It is now official. We are out of the old place and into the new place. I did the final walk-through at the prior rental this morning. Trust me when I say that the house was cleaner when we left than when we moved in. It took all of five minutes; I didn't even have to argue about the crap on the walls that was there when we moved in (and tried to scrub off to no avail). The only thing that will come out of our deposit will be the carpet cleaning, only because we were there longer than 90 days.
We are now able to completely put the last four months behind us. We no longer have to deal with the asshat neighbor (which I need to finish that story). We don't have to deal with Boyfriend's Grandma's bad attitude. And hopefully she's done making up lists of stuff we "stole" from her (when in reality it's stuff she left behind and forgot about). We can focus on us, setting some money aside, and house hunting for something that we will both love and that will work for us and mostly, be nice and quiet.
I've spent the week unpacking and getting the house set up. I still have to figure out stuff on the walls, and I'd like to find some valances for at least the living room windows.
I've discovered I have the power here. The power of unpacking what I packed and I am the only one who knows where everything is. Boyfriend constantly asks me where things are.
Boyfriend's commute has gone from about an hour each way to about two minutes each way. My commute twice a week for my weekend job is now about an hour each way. However, while I'm in Redding, I will run errands, go grocery shopping, and that fun stuff. No special trips to town because I forgot something . . . considering it's an hour. The nearest grocery store is about twenty minutes away in the nearest (not-as-small) small town. In our town, we have two mini-marts. Emphasis on "mini".

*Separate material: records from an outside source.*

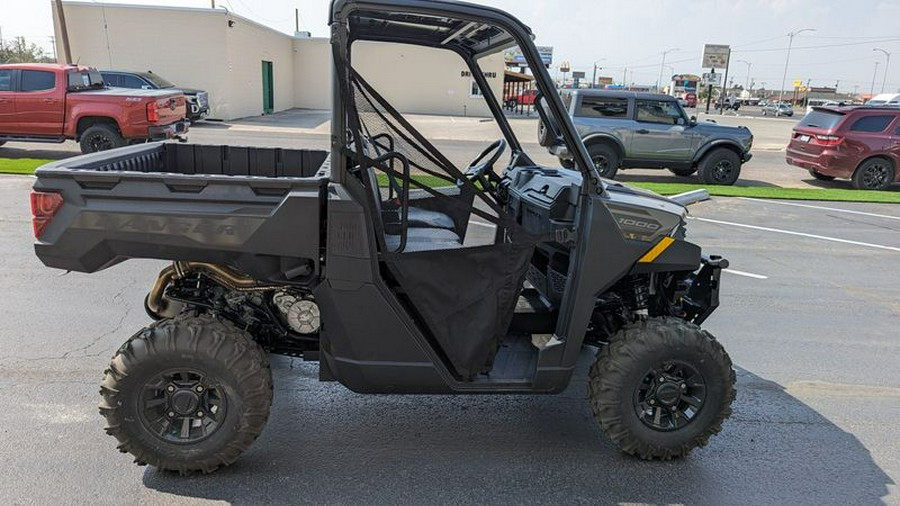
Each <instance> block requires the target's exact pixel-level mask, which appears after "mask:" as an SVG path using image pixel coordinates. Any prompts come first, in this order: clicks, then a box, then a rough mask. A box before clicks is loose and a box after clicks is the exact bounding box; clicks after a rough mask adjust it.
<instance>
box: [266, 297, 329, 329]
mask: <svg viewBox="0 0 900 506" xmlns="http://www.w3.org/2000/svg"><path fill="white" fill-rule="evenodd" d="M272 304H273V305H274V306H275V307H276V308H278V312H279V313H281V316H282V317H283V318H284V320H285V322H286V323H287V324H288V326H289V327H290V328H291V329H292V330H293V331H294V332H296V333H298V334H301V335H310V334H315V333H316V332H318V331H319V327H321V326H322V320H321V318H320V316H319V306H318V305H317V304H316V303H315V301H314V300H312V298H309V297H303V296H300V295H296V294H293V293H291V292H287V291H278V292H275V293H274V294H273V295H272Z"/></svg>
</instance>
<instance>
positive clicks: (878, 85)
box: [0, 0, 900, 93]
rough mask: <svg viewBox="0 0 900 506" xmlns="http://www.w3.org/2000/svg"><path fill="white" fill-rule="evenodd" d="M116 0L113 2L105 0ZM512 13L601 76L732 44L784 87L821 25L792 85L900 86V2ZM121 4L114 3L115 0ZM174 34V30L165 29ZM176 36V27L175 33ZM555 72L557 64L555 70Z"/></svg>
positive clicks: (579, 69)
mask: <svg viewBox="0 0 900 506" xmlns="http://www.w3.org/2000/svg"><path fill="white" fill-rule="evenodd" d="M96 1H107V0H96ZM480 1H481V2H482V3H485V4H488V5H492V6H495V7H499V8H502V9H504V10H507V11H509V12H511V13H512V14H514V15H515V16H517V17H518V18H519V19H521V20H523V21H524V22H525V23H526V24H528V25H529V26H531V28H532V30H533V31H534V32H535V33H536V34H537V40H536V43H537V44H538V45H547V46H554V48H555V52H554V68H555V67H557V66H558V64H559V63H560V62H562V61H569V62H571V64H572V67H573V68H574V69H575V70H583V71H585V72H587V75H588V76H590V75H591V71H592V69H593V67H592V65H593V62H594V61H595V60H600V59H604V60H603V61H601V62H600V63H598V65H600V66H601V67H603V69H602V70H600V72H599V74H600V75H602V76H609V77H615V79H616V81H621V80H622V76H623V74H624V72H625V69H626V68H627V69H628V73H629V75H628V81H629V82H636V83H639V84H652V83H654V82H656V80H657V79H658V77H659V73H660V65H661V63H662V54H661V53H662V51H664V50H668V49H673V48H677V49H678V50H677V51H672V52H669V53H668V54H667V55H666V65H667V66H668V67H667V68H665V69H664V70H663V72H664V74H665V75H666V76H669V75H671V74H672V73H701V72H703V69H701V68H700V54H701V51H702V47H703V44H704V43H712V44H729V45H731V46H732V48H733V51H734V53H733V56H732V62H733V63H732V67H731V73H730V76H729V80H731V78H733V79H734V82H735V83H739V84H744V83H745V82H746V81H747V77H748V73H747V71H748V66H747V64H746V63H742V62H738V60H745V61H747V62H749V63H750V76H749V77H750V78H751V79H752V80H753V81H755V83H756V85H755V86H754V88H759V87H760V85H761V84H762V83H765V87H766V88H767V89H775V88H777V87H779V86H780V84H781V78H782V72H783V71H784V62H785V56H786V52H787V51H786V49H787V46H788V37H787V34H788V32H791V31H797V30H800V29H803V28H814V29H815V30H816V31H814V32H804V33H802V34H799V35H797V37H795V38H794V42H793V50H792V51H791V62H790V67H789V70H788V76H787V85H786V86H787V87H790V86H791V84H790V83H791V81H792V80H794V79H800V80H803V81H806V80H811V82H812V85H813V86H834V85H835V84H836V83H837V82H838V81H839V83H840V84H839V88H840V90H841V91H844V92H852V91H853V90H854V87H857V86H858V87H859V92H860V93H867V92H868V91H869V89H870V88H871V85H872V78H873V73H874V72H875V69H876V62H879V64H878V66H877V72H878V74H877V76H875V91H876V93H877V92H878V91H880V90H881V83H882V79H883V78H884V68H885V56H884V55H883V54H882V53H880V52H877V51H873V48H876V47H880V48H882V49H885V50H886V51H888V52H890V53H892V60H893V61H891V65H890V68H889V69H888V75H887V86H886V88H885V91H893V92H897V91H900V0H850V1H848V0H768V1H766V0H684V1H671V0H667V1H662V0H615V1H602V0H566V1H556V0H554V1H551V0H480ZM50 3H51V0H0V30H2V33H3V38H4V39H10V38H12V37H14V36H19V35H22V36H25V37H26V38H27V39H28V40H29V41H32V42H35V43H37V44H40V45H42V46H44V47H46V48H48V50H49V49H50V48H51V46H50V36H51V35H53V25H52V21H51V17H50ZM109 3H113V2H109ZM115 3H141V4H157V5H179V6H186V7H209V6H210V0H181V1H179V0H143V1H134V0H118V2H115ZM216 5H218V6H224V7H225V8H227V9H229V10H230V11H232V12H235V13H237V14H239V15H241V16H244V17H247V18H250V19H253V20H255V21H257V22H259V23H262V24H265V25H269V26H271V27H273V28H276V29H278V30H281V31H284V32H286V33H293V30H294V9H295V8H298V9H300V29H301V30H306V31H310V32H312V34H313V36H320V37H325V36H327V35H328V28H327V26H326V20H327V12H328V5H329V2H328V1H327V0H264V1H263V0H216ZM161 35H162V36H165V35H166V34H161ZM168 35H174V34H168ZM554 71H555V70H554Z"/></svg>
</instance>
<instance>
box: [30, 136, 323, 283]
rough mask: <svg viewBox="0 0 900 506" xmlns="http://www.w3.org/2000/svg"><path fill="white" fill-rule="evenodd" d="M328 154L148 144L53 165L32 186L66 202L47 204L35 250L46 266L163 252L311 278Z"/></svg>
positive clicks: (266, 277) (82, 271) (149, 257)
mask: <svg viewBox="0 0 900 506" xmlns="http://www.w3.org/2000/svg"><path fill="white" fill-rule="evenodd" d="M113 153H114V154H113ZM328 156H329V154H328V152H327V151H315V150H292V149H281V148H251V147H235V146H211V145H196V144H175V143H150V144H144V145H139V146H131V147H126V148H120V149H118V150H115V151H112V152H110V151H107V152H104V153H95V154H89V155H82V156H78V157H74V158H69V159H67V160H62V161H59V162H54V163H50V164H47V165H44V166H42V167H40V168H39V169H38V170H37V176H38V177H37V181H36V183H35V186H34V191H35V192H36V195H38V196H39V195H42V194H44V193H58V194H60V195H61V196H62V205H61V206H59V207H58V208H57V209H53V210H51V211H49V214H50V216H49V222H48V223H47V224H46V226H45V228H43V230H42V231H40V232H39V238H38V239H39V240H38V242H37V243H36V244H35V250H36V253H37V255H38V257H39V258H40V259H41V261H43V262H44V263H45V264H46V265H48V266H51V267H57V268H61V269H68V270H74V271H81V272H94V271H97V270H100V269H104V268H106V267H109V266H111V265H114V264H116V263H118V262H121V261H122V260H125V259H128V258H165V259H171V260H189V261H200V262H213V263H219V264H225V265H230V266H232V267H234V268H236V269H239V270H241V271H243V272H245V273H247V274H249V275H250V276H253V277H254V278H256V279H258V280H267V281H272V282H281V283H297V284H304V282H305V281H307V280H309V279H312V278H314V277H316V276H318V274H319V258H320V256H321V254H320V251H319V249H320V245H321V242H322V237H321V230H320V213H321V212H322V210H323V208H324V201H325V198H326V192H327V188H328V183H329V177H330V172H331V171H330V160H329V158H328ZM32 198H33V199H35V198H36V197H35V196H33V197H32ZM34 205H35V204H34V201H33V206H34ZM35 228H36V232H37V219H36V225H35ZM286 231H290V232H287V233H286ZM148 235H150V236H152V240H148Z"/></svg>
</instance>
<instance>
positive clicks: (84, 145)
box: [80, 124, 127, 153]
mask: <svg viewBox="0 0 900 506" xmlns="http://www.w3.org/2000/svg"><path fill="white" fill-rule="evenodd" d="M80 144H81V152H82V153H96V152H97V151H106V150H107V149H113V148H119V147H122V146H124V145H126V144H127V141H126V140H125V138H124V137H122V134H120V133H119V131H118V130H117V129H116V127H114V126H112V125H107V124H98V125H94V126H91V127H89V128H88V129H87V130H85V131H84V132H83V133H82V134H81V142H80Z"/></svg>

I never found Harriet. It breaks my heart. I spent at least an hour one night, sitting by the hidey box that Boyfriend made for her, crying uncontrollably. I miss her so much. Her missing kept Boyfriend up during the night. We cried together the night before we moved; I admitted I felt like I was abandoning her. I finally had a dream about her last night. During the day (in the dream), she'd be missing and I'd be heartbroken. But when I slept, she'd be at my head, purring away, her whiskers tickling my face. Day would return and she'd be gone. But when I slept, she'd be back. I awoke feeling loved by my kitty.
As I waited for the rental agent for the walk-through, I walked around outside, again looking and calling her name. As before, silence greeted me.
The not knowing hurts the most. I miss my little keekers.